Ma si sa, queste cariche non vengono scelte in base a considerazioni puramente artistiche o di capacità manageriali, tantomeno in base a referendum “popolari” che probabilmente vedrebbero Pereira riconfermato. E così ci toccherà molto probabilmente dire addio al protagonista attuale che ha contagiato tutti con la sua simpatia da vecchio asburgico innamorato di Milano e del suo Teatro, affettuosamente, come se il tutto appartenesse a un antico feudo di Francesco Giuseppe. L’unico motivo pratico di un nuovo insediamento – e di fronte a questo argomento poco o nulla si può obiettare – sarebbe semmai il ritorno alla vecchia separazione di compiti tra Sovrintendente e Direttore artistico, separazione tutto sommato più che spiegabile quando si parla di un teatro di così grandi dimensioni. Ma anche su questo punto ci sono ancora tanti dettagli da decidere. A dare ascolto ai giornali, uno dei personaggi che si metterebbe di traverso nei confronti di una rielezione di Pereira è proprio il Sindaco Sala. Non lo si sarebbe detto assistendo al rito di presentazione della nuova Stagione, che non ha risparmiato eleganti scambi di complimenti tra i due per il buono stato di salute del Teatro, sia dal punto di vista economico che da quello di consistenza dei programmi affrontati.

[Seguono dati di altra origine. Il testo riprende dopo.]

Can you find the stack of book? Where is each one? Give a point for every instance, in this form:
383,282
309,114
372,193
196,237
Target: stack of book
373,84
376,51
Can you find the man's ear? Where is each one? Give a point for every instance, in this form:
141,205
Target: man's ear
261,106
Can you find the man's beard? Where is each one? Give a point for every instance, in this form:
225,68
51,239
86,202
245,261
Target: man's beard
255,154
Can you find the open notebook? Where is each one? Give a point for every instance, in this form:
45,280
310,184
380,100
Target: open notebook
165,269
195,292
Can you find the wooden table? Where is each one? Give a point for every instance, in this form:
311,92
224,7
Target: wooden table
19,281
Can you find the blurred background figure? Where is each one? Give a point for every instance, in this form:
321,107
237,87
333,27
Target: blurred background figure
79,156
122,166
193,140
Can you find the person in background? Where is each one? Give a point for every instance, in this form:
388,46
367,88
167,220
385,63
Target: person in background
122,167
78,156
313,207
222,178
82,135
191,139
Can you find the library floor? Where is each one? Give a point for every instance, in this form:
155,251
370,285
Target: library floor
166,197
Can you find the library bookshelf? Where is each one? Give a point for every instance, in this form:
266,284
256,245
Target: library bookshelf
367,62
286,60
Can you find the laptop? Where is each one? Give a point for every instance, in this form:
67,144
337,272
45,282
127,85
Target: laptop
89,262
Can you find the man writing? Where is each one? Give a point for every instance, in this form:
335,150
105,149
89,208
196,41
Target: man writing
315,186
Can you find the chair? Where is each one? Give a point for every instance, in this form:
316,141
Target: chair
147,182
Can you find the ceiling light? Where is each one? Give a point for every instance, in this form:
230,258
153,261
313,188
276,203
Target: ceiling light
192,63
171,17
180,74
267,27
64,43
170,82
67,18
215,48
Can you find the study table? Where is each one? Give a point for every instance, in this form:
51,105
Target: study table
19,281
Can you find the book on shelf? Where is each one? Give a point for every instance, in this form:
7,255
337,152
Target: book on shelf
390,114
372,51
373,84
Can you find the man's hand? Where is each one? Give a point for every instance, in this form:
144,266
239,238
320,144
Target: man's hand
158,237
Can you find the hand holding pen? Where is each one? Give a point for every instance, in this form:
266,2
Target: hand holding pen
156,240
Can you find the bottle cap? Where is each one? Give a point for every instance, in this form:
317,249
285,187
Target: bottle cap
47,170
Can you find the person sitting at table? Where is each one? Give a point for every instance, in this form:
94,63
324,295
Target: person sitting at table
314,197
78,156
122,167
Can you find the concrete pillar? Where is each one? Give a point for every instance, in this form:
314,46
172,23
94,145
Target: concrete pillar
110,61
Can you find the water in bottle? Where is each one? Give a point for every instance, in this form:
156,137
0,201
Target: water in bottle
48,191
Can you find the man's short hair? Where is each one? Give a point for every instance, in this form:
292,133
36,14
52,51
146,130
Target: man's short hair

Abbiamo detto altre volte che le scelte di un teatro come questo debbono per forza di cose tenere conto di tanti e tali vincoli (uno per tutti quello di accontentare una massa ingente di spettatori italiani e stranieri) da non potere permettere la definizione di cicli specialistici, almeno nel repertorio operistico, che prediligano comparti di repertorio molto limitati. Analizzando il calendario di spettacoli ora annunciati si è dunque più colpiti dal numero di nuove produzioni (11) che dalle scelte indirizzate a settori privilegiati. Evidentemente le nuove produzioni sono meno costose di un tempo, quando le stesse erano centellinate, soprattutto se affidate a registi validi ma non ancora ascesi a livelli da “star”. E tutto sommato si è parlato più di gossip sul tenore che sarà Cavaradossi il 7 Dicembre che tentare di individuare un filo di collegamento tra i vari titoli presenti in cartellone.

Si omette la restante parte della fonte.